Ukraine’s raid of Russian bot farms continues

The Secret Service of Ukraine (SSU) dismantled two bot farms in Kyiv and Odesa this September alone. It also accused an operator of a bot farm in the Carpathian region, dismantled in 2021, of coordinating his actions with Russia.

Two bot farms seized

On September 3, the SSU Cyber Department said it had dismantled two bot farms.

A 5,000-account-strong bot farm in Kyiv was created and administered by a 24-year-old native of the Zaporizhzhia region, currently living in Kyiv.

The accused registered fake accounts using Russian email services and virtual numbers of Russian and Belarusian mobile operators. He allegedly forged documents of Ukrainian citizens for verification in some cases.

The operator rented out or sold bots to the PR departments of political parties and Russian citizens.

The bot farm in Odesa was organized by four locals. They created and promoted social media accounts to “spread panic in the region.” The SSU said the group’s clients were from Russia.

During the suspects’ home searches, law enforcement seized computer equipment, four servers, over 250 USB modems, mobile phones, over 400 SIM cards, and bank cards.

Bot farm in Odesa and Kyiv
Bot farm seized in Ukraine. Image by SSU.

Bot farm operator in Ukraine faces up to six years in prison

SSU also shared an update about a powerful bot farm in the Carpathian region dismantled in 2021. It was allegedly used for misinformation campaigns, and its operator coordinated his actions with Russia.

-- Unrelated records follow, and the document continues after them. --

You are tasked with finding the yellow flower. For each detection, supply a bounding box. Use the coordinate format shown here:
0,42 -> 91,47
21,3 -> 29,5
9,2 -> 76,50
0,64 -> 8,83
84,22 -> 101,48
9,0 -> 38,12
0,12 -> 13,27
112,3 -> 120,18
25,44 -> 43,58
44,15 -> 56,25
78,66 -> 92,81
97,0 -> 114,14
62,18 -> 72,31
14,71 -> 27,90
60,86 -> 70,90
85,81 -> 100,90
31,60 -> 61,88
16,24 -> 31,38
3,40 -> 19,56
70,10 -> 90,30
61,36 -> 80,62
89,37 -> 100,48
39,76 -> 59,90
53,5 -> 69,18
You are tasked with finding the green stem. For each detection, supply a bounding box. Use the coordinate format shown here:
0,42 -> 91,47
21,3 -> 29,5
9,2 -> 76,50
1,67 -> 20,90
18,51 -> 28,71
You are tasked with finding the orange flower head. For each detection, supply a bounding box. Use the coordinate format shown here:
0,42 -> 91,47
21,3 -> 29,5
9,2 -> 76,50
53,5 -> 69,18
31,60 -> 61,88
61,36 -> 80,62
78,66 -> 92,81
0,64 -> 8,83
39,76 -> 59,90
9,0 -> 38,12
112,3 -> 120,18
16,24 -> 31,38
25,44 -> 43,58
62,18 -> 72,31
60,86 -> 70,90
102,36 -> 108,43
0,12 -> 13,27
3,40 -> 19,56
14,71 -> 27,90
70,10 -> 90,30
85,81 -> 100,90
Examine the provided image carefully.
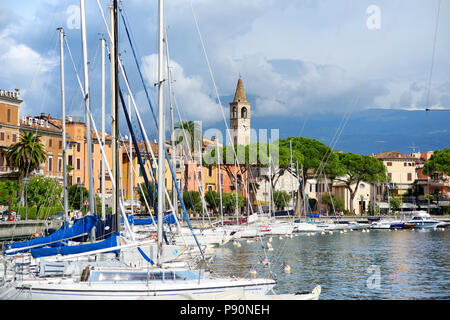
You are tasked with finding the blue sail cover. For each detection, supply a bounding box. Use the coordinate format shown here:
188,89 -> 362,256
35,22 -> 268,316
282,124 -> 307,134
31,233 -> 120,258
132,213 -> 177,226
4,216 -> 97,255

The man behind the farm, whose identity is not disclosed in the statement, used almost 11,000 SIM cards of one of the Ukrainian mobile operators to create fake accounts.

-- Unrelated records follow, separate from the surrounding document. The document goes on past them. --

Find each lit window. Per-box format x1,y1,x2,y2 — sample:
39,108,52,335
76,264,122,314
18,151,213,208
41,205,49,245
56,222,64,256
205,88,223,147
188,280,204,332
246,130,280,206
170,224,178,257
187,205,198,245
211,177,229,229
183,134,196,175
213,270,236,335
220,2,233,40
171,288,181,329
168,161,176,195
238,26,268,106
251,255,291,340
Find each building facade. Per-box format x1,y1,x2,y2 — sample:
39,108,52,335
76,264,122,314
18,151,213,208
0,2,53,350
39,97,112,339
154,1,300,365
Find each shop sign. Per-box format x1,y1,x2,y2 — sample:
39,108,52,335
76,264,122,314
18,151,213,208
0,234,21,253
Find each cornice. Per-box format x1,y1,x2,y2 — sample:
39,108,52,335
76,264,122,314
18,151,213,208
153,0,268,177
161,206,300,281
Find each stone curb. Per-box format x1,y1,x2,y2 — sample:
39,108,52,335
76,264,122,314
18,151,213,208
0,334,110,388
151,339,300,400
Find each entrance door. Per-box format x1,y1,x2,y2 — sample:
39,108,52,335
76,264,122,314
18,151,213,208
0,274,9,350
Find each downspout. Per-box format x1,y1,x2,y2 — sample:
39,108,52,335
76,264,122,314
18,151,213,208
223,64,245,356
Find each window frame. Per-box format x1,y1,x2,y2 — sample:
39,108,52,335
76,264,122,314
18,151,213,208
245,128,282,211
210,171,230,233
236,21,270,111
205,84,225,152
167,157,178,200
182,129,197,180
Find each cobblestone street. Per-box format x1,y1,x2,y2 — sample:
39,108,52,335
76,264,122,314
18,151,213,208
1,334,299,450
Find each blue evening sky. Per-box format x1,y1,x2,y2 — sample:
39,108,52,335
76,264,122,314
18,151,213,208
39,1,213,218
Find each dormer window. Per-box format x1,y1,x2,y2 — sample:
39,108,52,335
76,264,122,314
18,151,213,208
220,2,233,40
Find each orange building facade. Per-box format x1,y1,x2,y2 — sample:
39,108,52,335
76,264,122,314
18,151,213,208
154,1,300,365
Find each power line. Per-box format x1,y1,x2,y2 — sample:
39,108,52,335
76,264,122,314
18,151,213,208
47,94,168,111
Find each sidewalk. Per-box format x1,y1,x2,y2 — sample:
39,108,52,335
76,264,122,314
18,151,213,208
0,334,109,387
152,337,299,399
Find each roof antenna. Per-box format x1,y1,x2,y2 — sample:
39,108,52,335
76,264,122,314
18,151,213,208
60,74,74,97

A sizable Russian internet platform, illegally renting out other peoples’ phone numbers, created thousands of fake social media accounts that led, according to the Ukrainian Security Service, to a “large-scale distortion of the information space.”

The bot farm was used to sway people’s opinions in favor of the Kremlin.

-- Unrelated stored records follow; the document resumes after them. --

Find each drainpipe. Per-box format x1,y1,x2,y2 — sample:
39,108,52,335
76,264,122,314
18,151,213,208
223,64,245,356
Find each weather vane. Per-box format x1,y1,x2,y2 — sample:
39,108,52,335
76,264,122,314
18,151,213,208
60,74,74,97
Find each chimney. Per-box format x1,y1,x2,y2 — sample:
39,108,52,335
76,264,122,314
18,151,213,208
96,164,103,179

The operator is now facing up to six years in prison.

“It was established that the person involved proactively reached out to the Russians through a specialized Telegram channel and agreed on the terms of cooperation and payment. After that, he received detailed instructions on how to start the bot farm. Representatives of the Russian Federation gave him access to the software, and the attacker purchased the technical equipment for the operation of the bot farm himself,” SBU said.